Deep learning radiopathomics based on pretreatment MRI and whole slide images for predicting over survival in locally advanced nasopharyngeal carcinoma.
Authors
Affiliations (5)
Affiliations (5)
- Department of Diagnostic Radiology, Hunan Cancer Hospital and the Affiliated Cancer Hospital of Xiangya School of Medicine, Central South University, Changsha 410013 Hunan, PR China.
- Hunan Provincial Key Laboratory on Bioinformatics, School of Computer Science and Engineering, Central South University, Changsha 410083, PR China.
- Department of Health Service Center, Hunan Cancer Hospital and the Affiliated Cancer Hospital of Xiangya School of Medicine, Central South University, Changsha 410013 Hunan, PR China.
- Department of Pathology, Hunan Cancer Hospital and the Affiliated Cancer Hospital of Xiangya School of Medicine, Central South University, 283 Tongzipo Road, Yuelu District, Changsha, Hunan 410013, PR China.

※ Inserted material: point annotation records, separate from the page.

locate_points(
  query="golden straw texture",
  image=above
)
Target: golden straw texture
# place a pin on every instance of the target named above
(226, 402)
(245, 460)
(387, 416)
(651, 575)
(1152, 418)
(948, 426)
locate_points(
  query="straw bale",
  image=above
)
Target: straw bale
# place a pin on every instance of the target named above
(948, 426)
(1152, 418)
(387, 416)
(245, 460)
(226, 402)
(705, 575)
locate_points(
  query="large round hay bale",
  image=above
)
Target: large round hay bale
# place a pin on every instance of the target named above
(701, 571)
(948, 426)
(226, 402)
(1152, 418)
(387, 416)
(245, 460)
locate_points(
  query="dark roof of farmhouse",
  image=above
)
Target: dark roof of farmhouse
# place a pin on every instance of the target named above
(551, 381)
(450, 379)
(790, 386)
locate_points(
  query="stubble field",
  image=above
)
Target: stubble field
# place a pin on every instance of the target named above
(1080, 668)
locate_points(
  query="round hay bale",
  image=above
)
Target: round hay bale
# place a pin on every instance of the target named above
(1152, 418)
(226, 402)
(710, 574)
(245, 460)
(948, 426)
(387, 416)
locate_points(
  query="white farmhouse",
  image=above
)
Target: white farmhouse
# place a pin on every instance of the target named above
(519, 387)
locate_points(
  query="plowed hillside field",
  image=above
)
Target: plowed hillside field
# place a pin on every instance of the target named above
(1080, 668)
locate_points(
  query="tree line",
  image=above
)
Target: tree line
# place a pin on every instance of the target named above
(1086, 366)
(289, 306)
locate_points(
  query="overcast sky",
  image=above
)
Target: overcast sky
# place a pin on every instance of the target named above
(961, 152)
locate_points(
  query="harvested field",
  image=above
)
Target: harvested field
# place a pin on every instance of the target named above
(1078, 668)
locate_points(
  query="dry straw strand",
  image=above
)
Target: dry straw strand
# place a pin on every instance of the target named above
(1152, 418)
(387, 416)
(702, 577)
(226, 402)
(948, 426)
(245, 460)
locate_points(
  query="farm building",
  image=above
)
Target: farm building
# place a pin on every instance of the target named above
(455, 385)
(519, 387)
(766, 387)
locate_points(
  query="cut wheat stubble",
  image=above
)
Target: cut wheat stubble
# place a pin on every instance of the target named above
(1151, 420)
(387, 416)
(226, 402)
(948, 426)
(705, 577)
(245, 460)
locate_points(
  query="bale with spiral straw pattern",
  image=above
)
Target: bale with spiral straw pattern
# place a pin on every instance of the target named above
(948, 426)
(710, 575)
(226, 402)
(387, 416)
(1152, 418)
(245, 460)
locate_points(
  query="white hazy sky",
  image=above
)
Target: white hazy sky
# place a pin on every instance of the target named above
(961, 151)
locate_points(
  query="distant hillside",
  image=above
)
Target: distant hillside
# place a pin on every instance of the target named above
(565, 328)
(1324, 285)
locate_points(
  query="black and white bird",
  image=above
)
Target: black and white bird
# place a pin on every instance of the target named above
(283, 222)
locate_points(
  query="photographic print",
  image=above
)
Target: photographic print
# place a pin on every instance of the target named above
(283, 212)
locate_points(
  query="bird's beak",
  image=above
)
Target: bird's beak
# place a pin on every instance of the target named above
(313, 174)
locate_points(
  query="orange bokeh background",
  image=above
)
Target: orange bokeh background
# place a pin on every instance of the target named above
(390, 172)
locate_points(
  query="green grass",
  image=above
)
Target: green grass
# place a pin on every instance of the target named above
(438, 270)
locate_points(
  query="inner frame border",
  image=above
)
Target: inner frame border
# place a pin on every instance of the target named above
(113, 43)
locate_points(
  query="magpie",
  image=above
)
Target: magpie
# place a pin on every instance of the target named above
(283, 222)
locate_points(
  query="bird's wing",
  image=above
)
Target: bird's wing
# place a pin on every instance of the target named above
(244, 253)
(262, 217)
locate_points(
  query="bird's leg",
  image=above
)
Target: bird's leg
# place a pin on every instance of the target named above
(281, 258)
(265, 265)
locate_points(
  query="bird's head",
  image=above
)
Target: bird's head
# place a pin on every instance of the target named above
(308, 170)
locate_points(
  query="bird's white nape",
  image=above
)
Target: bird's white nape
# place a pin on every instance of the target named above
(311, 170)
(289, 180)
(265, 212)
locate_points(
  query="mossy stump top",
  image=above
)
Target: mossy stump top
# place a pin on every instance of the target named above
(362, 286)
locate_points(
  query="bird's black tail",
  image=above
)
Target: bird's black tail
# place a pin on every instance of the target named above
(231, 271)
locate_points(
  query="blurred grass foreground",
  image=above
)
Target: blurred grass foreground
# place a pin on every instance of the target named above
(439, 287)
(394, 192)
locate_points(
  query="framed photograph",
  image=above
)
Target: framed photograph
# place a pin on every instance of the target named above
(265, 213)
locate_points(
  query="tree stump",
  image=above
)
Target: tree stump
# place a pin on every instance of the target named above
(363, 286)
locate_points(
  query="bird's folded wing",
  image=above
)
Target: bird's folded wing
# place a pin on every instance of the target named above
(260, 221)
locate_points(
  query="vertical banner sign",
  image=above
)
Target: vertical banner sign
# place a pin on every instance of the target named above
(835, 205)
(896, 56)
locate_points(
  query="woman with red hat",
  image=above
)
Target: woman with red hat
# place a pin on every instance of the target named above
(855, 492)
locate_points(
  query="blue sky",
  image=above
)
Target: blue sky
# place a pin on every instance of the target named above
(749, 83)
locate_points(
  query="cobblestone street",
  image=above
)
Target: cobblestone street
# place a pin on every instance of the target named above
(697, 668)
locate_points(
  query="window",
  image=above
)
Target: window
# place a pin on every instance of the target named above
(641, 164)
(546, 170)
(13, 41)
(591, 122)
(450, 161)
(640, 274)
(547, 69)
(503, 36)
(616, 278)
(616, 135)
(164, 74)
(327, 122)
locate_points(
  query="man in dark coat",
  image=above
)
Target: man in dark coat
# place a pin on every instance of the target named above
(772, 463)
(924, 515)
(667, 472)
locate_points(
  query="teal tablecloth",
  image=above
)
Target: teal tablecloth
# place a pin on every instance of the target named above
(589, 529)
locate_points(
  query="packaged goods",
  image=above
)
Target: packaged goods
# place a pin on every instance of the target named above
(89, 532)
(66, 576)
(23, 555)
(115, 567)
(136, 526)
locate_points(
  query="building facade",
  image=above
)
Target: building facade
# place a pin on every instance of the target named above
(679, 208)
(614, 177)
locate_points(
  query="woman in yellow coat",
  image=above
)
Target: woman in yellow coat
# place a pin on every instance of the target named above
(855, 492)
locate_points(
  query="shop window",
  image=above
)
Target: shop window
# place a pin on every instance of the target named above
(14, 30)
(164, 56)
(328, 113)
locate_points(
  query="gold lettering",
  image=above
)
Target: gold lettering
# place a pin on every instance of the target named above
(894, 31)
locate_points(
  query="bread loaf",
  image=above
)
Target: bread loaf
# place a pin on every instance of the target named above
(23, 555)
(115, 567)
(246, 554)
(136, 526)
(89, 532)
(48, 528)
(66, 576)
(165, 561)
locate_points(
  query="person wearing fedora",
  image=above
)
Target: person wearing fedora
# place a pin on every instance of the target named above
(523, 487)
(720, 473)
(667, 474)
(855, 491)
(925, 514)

- Department of Diagnostic Radiology, Hunan Cancer Hospital and the Affiliated Cancer Hospital of Xiangya School of Medicine, Central South University, Changsha 410013 Hunan, PR China. Electronic address: [email protected].
Abstract
To develop an integrative radiopathomic model based on deep learning to predict overall survival (OS) in locally advanced nasopharyngeal carcinoma (LANPC) patients. A cohort of 343 LANPC patients with pretreatment MRI and whole slide image (WSI) were randomly divided into training (n = 202), validation (n = 91), and external test (n = 50) sets. For WSIs, a self-attention mechanism was employed to assess the significance of different patches for the prognostic task, aggregating them into a WSI-level representation. For MRI, a multilayer perceptron was used to encode the extracted radiomic features, resulting in an MRI-level representation. These were combined in a multimodal fusion model to produce prognostic predictions. Model performances were evaluated using the concordance index (C-index), and Kaplan-Meier curves were employed for risk stratification. To enhance model interpretability, attention-based and Integrated Gradients techniques were applied to explain how WSIs and MRI features contribute to prognosis predictions. The radiopathomics model achieved high predictive accuracy in predicting the OS, with a C-index of 0.755 (95 % CI: 0.673-0.838) and 0.744 (95 % CI: 0.623-0.808) in the training and validation sets, respectively, outperforming single-modality models (radiomic signature: 0.636, 95 % CI: 0.584-0.688; deep pathomic signature: 0.736, 95 % CI: 0.684-0.810). In the external test, similar findings were observed for the predictive performance of the radiopathomics, radiomic signature, and deep pathomic signature, with their C-indices being 0.735, 0.626, and 0.660 respectively. The radiopathomics model effectively stratified patients into high- and low-risk groups (P < 0.001). Additionally, attention heatmaps revealed that high-attention regions corresponded with tumor areas in both risk groups. n: The radiopathomics model holds promise for predicting clinical outcomes in LANPC patients, offering a potential tool for improving clinical decision-making.